Watterson from alleging an interest in WHR. Wilson argued judicial estoppel

below, but the circuit court did not specify whether it granted summary judgment

on the basis of judicial estoppel or on each of Watterson’s claims individually.

Thus, we must discuss each in turn. Watterson contends that judicial estoppel 3 does not preclude him from asserting ownership of WHR. “Judicial estoppel will

lie to prevent litigants from taking a position, under oath, ‘in one judicial

proceeding, thereby obtaining benefits from that position in that instance and

later, in a second proceeding, taking a contrary position in order to obtain benefits

. . . at that time.’” In re Contest of Primary Election Candidacy of Fletcher, 337

S.W.3d 137, 140 (Mo. App. 2011) (quoting State Bd. of Accountancy v. Integrated

Fin. Solutions, L.L.C., 256 S.W.3d 48, 54 (Mo. banc 2008)). To determine if judicial

estoppel applies, we consider the following factors:

First, a party's later position must be clearly inconsistent with its earlier position. Second, courts regularly inquire whether the party has succeeded in persuading a court to accept that party's earlier position . . . . A third consideration is whether the party seeking to assert an inconsistent position would derive an unfair advantage or impose an unfair detriment on the opposing party if not estopped.

Id. “[U]nder United States Supreme Court precedent these factors are not fixed

or inflexible prerequisites.” Id.

The parties dispute whether Watterson’s failure to claim an ownership

interest in WHD and WHR during his prior bankruptcy proceeding precludes him

from alleging the interest now. Watterson filed for bankruptcy in May 2011. He

testified that he and Wilson agreed to become co-owners of the soon-to-be

organized WHR in August 2011. Therefore, Watterson asserts that, when he filed

his bankruptcy petition, he did not have any interest in WHR to disclose to the

bankruptcy court. Further, Watterson filed under Chapter 7 of the United States

4 Code, which does not require parties to apprise the court of any property interests

acquired after the filing date. Harris v. Veigalahn, 575 U.S. 510, 513-14 (2015).

Wilson argues that Watterson should have listed an interest in WHR

because it was sufficiently rooted in the pre-bankruptcy past. Property acquired

after filing the bankruptcy petition may still be property of the bankruptcy estate if

an interest in that property was “sufficiently rooted in the pre-bankruptcy past.”

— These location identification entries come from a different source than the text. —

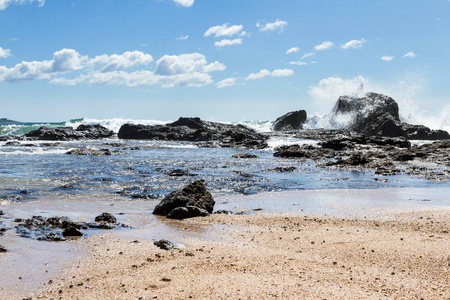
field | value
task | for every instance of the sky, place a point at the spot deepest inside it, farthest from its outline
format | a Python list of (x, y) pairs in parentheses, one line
[(223, 60)]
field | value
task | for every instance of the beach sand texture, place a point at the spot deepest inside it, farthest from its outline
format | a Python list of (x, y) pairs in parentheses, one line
[(271, 256)]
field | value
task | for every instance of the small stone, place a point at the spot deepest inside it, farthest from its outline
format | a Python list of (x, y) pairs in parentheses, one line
[(164, 244)]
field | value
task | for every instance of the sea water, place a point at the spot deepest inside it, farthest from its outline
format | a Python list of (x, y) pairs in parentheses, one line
[(33, 170)]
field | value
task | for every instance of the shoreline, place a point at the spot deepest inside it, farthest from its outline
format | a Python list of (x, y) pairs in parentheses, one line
[(252, 234)]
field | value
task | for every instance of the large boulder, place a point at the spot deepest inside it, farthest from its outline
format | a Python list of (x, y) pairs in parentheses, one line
[(373, 114), (378, 115), (69, 133), (196, 130), (293, 120), (193, 195)]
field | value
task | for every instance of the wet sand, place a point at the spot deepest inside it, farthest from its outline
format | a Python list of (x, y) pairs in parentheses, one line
[(397, 251)]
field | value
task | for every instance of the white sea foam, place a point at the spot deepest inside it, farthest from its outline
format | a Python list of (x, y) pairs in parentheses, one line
[(115, 123), (275, 142)]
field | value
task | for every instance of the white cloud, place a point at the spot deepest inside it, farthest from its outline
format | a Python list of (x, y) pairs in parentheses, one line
[(185, 3), (293, 50), (107, 63), (306, 55), (324, 46), (298, 63), (277, 25), (65, 60), (387, 58), (225, 30), (227, 42), (186, 63), (226, 83), (5, 3), (5, 53), (275, 73), (354, 44), (410, 55), (329, 89), (170, 71)]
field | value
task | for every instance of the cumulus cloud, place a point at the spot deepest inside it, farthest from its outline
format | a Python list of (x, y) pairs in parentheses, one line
[(108, 63), (306, 55), (324, 46), (4, 53), (329, 89), (387, 58), (65, 60), (170, 70), (354, 44), (227, 42), (185, 3), (5, 3), (275, 73), (298, 63), (277, 25), (225, 30), (410, 55), (226, 83), (293, 50)]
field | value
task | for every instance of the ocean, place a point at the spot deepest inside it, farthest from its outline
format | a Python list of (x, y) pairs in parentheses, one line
[(38, 170)]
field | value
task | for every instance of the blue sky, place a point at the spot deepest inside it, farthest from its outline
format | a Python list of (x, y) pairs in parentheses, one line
[(218, 59)]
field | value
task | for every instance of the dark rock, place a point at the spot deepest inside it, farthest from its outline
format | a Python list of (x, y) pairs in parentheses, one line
[(378, 115), (373, 114), (106, 218), (224, 212), (52, 237), (420, 132), (285, 169), (137, 192), (164, 244), (245, 155), (179, 173), (291, 121), (89, 152), (181, 213), (389, 141), (197, 130), (72, 231), (195, 194), (12, 143)]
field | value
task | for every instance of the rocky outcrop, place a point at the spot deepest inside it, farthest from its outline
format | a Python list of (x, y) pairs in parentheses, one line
[(293, 120), (191, 201), (378, 115), (197, 130), (69, 133)]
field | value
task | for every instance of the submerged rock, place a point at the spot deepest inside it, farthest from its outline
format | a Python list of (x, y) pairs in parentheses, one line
[(181, 213), (293, 120), (164, 244), (197, 130), (193, 195), (106, 218), (245, 155)]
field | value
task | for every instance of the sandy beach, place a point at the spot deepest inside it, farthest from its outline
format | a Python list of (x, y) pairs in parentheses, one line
[(265, 256)]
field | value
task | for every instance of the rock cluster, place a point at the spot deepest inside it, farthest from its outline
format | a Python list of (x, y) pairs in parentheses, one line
[(378, 115), (293, 120), (192, 201), (197, 130)]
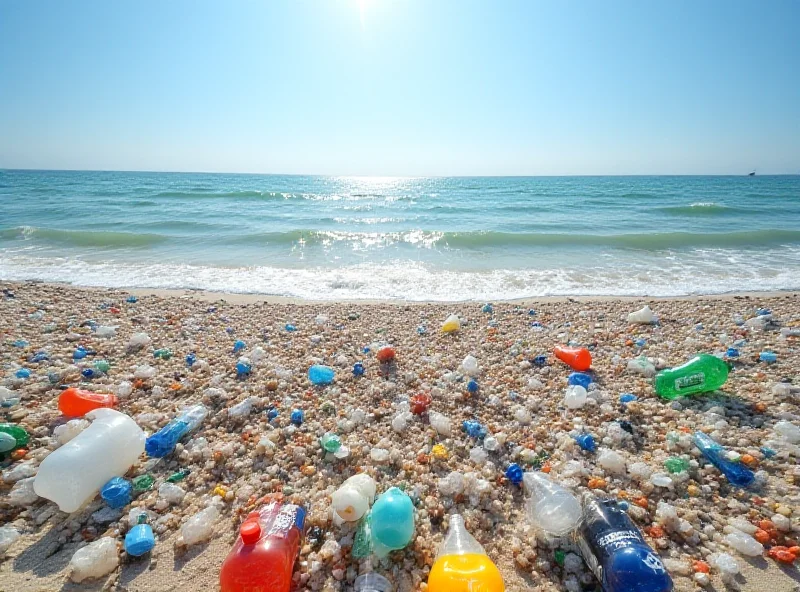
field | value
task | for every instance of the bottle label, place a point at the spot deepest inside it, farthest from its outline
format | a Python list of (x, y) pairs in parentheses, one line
[(691, 380)]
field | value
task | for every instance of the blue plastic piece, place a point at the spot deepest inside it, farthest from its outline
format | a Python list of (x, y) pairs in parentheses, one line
[(117, 492), (586, 442), (297, 417), (319, 374), (737, 474), (514, 473), (474, 428), (768, 357), (139, 540), (243, 368), (580, 378)]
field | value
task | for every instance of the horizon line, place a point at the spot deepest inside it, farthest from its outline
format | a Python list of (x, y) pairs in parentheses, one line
[(40, 170)]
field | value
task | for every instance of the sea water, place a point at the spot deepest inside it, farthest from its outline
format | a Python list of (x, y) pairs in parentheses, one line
[(428, 238)]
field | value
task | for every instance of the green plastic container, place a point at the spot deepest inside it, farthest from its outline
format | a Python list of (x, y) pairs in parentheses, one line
[(701, 374)]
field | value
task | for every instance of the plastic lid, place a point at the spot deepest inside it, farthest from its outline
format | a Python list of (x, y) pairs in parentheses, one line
[(250, 532)]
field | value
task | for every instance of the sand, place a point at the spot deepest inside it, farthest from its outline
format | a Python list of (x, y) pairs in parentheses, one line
[(209, 323)]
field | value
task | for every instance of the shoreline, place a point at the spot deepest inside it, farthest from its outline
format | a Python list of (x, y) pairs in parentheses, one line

Segal v. Rochelle, 382 U.S. 375, 380 (1966). Wilson first argues that WHR was a

continuation of WHD and, therefore, was sufficiently rooted because WHD existed

prior to Wilson’s filing. This argument ignores that WHD and WHR are ultimately

separate and distinct legal entities, and the summary judgment record does not

indicate whether WHR merely continued WHD’s business (in terms of its

customers, employees, assets, or otherwise). To find a sufficiently rooted interest,

courts consider whether a “readily discernible interest” existed at the time of

filing. In re Vote, 276 F.3d 1024, 1026-27 (8th Cir.